I solved b) by adding a .vuh page under /www/o/. It will accept an object_id, query the named_objects table to find out the package_id, get the package_url from the cache and then invoke a service-contract (which has to be implemented for every displable object-type) which will return the local url in the package to display that object.

To sum it up, with these modifications long overdue we can speed up those kind of queries where we need to get an object_name or a url considerably.

Collapse
Posted by Dirk Gomez on
Caroline,

I don't like the fact that there are hard-coded values in every SQL query you posted.

If you don't use bind variables every single statement needs to be parsed - which may lead to a huge scalability issue. Parsing a query is quite costly in Oracle because a lot of things are being done. The Cost-Based Optimizer tries to figure the most efficient way of performing a query and traverses a tree of possible execution plans, needs to check permissioning etc. There's a cut-off somewhere, but it is entirely likely that a prominent %age of time of each above-mentioned query is taken for parsing alone.

(It also has an effect on concurrency, read this for some gory details:
http://asktom.oracle.com/pls/ask/f?p=4950:8:43470802654141231::NO::F4950_P8_DISPLAYID,F4950_P8_CRITERIA:2444907911913,)

I suggest that you switch to using transaction-temporary tables or look at this http://asktom.oracle.com/pls/ask/f?p=4950:8:43470802654141231::NO::F4950_P8_DISPLAYID,F4950_P8_CRITERIA:210612357425,

Collapse
Posted by Tilmann Singer on
I don't know where these hardcoded values are coming from in these particular cases, but I suspect they could easily be replaced with where exists (select 1 from ...) which should be much more efficient.
Collapse
Posted by Caroline Meeks on
The examples I listed were cut and pasted from developer support. They are actual queries, with timing, from a random user accessing his MySpace on SloanSpace this morning.

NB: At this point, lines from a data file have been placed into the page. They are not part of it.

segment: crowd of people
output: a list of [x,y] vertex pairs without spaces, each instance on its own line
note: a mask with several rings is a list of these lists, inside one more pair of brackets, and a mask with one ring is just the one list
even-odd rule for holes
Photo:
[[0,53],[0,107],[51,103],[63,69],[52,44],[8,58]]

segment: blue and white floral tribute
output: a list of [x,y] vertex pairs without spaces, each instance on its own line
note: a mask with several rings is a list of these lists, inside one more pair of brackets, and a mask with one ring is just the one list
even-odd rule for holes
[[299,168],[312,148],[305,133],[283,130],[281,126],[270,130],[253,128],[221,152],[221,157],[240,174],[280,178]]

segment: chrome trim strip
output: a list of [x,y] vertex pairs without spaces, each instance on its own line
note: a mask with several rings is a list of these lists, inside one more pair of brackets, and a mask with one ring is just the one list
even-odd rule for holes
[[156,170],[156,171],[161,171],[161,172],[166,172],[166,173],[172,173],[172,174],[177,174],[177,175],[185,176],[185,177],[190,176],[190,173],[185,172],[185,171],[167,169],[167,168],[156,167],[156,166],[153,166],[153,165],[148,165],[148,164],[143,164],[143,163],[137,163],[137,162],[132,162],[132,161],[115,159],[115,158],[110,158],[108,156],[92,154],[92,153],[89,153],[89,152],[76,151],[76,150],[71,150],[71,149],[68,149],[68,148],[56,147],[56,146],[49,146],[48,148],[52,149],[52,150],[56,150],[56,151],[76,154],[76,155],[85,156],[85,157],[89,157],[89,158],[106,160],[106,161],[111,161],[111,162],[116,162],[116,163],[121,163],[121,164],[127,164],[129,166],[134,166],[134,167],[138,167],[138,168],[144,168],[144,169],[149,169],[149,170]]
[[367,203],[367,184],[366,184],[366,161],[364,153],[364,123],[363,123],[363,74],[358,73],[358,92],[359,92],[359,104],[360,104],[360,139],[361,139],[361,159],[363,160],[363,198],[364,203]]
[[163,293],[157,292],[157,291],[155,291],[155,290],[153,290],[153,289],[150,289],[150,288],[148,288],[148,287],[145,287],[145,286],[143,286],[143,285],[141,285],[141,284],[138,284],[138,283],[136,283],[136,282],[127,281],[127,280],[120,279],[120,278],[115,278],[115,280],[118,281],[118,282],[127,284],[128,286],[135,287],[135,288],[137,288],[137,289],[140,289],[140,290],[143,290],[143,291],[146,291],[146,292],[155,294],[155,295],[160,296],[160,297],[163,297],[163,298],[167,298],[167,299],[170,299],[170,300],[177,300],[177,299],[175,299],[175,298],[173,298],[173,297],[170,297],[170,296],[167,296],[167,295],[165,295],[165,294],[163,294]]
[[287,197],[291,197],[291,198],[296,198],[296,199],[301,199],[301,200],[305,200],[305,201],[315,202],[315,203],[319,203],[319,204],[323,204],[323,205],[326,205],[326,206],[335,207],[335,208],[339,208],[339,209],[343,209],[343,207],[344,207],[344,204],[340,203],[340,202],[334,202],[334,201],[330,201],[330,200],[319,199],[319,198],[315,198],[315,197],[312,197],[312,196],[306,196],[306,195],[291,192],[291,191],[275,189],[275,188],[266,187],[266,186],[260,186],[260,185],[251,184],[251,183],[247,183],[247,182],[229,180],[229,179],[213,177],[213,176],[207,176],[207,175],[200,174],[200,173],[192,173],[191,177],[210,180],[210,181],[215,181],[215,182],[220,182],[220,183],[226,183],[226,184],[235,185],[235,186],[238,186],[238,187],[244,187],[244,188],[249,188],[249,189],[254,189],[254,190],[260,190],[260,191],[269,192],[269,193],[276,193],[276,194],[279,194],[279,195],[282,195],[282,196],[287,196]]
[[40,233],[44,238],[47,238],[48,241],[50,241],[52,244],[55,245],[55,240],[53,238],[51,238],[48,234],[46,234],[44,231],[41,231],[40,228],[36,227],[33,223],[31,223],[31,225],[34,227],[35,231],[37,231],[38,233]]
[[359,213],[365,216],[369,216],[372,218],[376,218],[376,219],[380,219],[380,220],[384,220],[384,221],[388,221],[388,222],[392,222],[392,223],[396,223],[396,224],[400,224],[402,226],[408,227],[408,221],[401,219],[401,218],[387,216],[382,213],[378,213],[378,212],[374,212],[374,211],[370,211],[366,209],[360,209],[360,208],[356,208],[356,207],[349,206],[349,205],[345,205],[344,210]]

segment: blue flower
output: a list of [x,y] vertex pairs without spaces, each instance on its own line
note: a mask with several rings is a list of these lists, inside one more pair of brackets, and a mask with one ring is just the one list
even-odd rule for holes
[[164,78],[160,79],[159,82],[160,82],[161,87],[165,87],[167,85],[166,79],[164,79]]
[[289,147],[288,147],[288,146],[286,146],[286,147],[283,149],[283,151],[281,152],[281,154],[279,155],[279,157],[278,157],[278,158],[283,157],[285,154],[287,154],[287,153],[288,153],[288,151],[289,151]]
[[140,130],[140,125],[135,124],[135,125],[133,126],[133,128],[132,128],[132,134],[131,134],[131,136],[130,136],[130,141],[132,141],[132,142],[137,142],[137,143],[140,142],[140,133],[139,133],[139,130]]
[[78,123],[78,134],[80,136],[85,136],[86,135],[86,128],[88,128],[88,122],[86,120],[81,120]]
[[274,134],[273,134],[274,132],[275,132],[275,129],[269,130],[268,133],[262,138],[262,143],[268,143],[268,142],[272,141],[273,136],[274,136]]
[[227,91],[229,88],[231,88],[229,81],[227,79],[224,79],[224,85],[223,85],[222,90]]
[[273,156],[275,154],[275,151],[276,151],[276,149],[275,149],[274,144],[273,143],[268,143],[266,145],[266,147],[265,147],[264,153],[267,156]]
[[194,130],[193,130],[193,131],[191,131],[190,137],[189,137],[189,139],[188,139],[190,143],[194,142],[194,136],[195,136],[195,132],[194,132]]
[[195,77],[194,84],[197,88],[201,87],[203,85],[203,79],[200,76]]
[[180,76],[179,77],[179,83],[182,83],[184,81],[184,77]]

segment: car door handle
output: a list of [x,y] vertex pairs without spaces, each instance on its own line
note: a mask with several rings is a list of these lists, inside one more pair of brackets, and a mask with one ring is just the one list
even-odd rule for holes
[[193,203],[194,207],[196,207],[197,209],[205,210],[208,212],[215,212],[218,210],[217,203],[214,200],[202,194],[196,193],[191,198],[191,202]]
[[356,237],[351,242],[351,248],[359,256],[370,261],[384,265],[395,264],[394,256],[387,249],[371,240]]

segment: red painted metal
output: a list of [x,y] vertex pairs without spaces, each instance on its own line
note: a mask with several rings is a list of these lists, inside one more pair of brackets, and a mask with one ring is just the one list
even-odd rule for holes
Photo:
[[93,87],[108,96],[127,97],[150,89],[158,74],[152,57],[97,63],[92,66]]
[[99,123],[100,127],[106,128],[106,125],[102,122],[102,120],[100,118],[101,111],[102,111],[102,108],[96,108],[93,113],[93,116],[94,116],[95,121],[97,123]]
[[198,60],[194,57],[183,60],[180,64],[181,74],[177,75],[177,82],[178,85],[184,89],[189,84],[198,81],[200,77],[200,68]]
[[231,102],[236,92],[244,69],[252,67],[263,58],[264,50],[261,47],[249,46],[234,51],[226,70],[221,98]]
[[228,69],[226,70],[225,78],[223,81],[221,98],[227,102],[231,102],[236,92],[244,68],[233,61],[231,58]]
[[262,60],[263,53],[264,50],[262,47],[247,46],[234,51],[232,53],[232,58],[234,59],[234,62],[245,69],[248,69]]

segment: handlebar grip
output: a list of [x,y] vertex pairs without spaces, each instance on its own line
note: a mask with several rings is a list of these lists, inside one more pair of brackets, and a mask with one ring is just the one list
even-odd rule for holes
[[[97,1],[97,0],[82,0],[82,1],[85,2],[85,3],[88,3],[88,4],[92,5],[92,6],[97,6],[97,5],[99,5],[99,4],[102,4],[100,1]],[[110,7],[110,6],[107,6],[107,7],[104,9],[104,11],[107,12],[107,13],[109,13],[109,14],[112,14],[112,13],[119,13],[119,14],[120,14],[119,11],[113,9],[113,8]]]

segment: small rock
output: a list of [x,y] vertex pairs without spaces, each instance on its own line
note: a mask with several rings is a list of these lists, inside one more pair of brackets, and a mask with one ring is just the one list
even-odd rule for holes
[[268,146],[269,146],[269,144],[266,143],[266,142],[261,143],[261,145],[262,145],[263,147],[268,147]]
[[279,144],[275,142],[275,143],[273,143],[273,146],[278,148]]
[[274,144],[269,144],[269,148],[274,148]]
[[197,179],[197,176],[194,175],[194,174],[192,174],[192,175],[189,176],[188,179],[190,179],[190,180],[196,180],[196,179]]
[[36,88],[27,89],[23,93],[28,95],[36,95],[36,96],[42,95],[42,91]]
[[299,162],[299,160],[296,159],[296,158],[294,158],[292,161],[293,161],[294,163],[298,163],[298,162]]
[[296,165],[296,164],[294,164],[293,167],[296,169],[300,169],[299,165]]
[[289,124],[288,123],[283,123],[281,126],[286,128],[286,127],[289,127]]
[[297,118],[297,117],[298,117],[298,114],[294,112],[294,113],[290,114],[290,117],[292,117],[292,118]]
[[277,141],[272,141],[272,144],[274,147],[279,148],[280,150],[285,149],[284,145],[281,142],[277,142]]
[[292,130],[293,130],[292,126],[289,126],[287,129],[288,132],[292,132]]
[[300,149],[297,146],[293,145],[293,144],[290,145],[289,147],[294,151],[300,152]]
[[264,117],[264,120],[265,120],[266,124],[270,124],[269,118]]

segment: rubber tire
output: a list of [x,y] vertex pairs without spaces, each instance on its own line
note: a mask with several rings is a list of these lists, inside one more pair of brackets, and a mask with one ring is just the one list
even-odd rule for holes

The numbers you see are a list of package_ids supplied by the portal package that indicate which communities this particular user is a member of.

The code that generates the query for the news portlet for example can be viewed at

http://cvs.openacs.org/cvs/news-portlet/www/news-portlet-oracle.xql?rev=1.7&content-type=text/x-cvsweb-markup&cvsroot=dotlrn

The snippet that generates the long list of numbers is:

and news_items_approved.package_id in ([join $list_of_package_ids ", "])
This is pretty typical of the dotLRN portlets.
Collapse
Posted by Dirk Gomez on
The variable list_of_package_ids - where does it come from?

- Is it some user-dependent input?

- Is it needed in every portlet content query? Or only once per page?

On a side note: is null clauses usually lead to indexes not being used because null values are not stored in a b*tree index. That might be another performance-detrimental query clause.

I think you should take out certain parts of a particularly expensive query and play around a fair bit to get a feeling what exactly causes sub-optimal performance.

As you have production-size data, your results would really matter. I am tinkering with an empty system 🤔

Collapse
Posted by Dirk Gomez on
I should have read your posting more carefully.

How is the "in list" created in the code? It may be possible to move the code/query that does this into the respective portlet query.

Collapse
Posted by Caroline Meeks on
The package list is set by portals. The portlet accesses it as follows:
set list_of_package_ids $config(package_id)
I'm not sure if the work being done on New Portals will affect this.

https://openacs.org/forums/message-view?message_id=92143

Collapse
Posted by Don Baccus on
These lists for the where clauses are due to the fact that the portlets are aggregating content from all the news instances for all groups the user belongs to, etc.  I haven't dug into these queries or the surrounding portlet code to see if things can be organized in a better way.

At the very least we could use db_map to replace these "in" clauses with "= :forum_id" in the case where the portlet is being used to show a single forum's contents, which will often be the case within a single class (i.e. one without subgroups with subgroup forums.)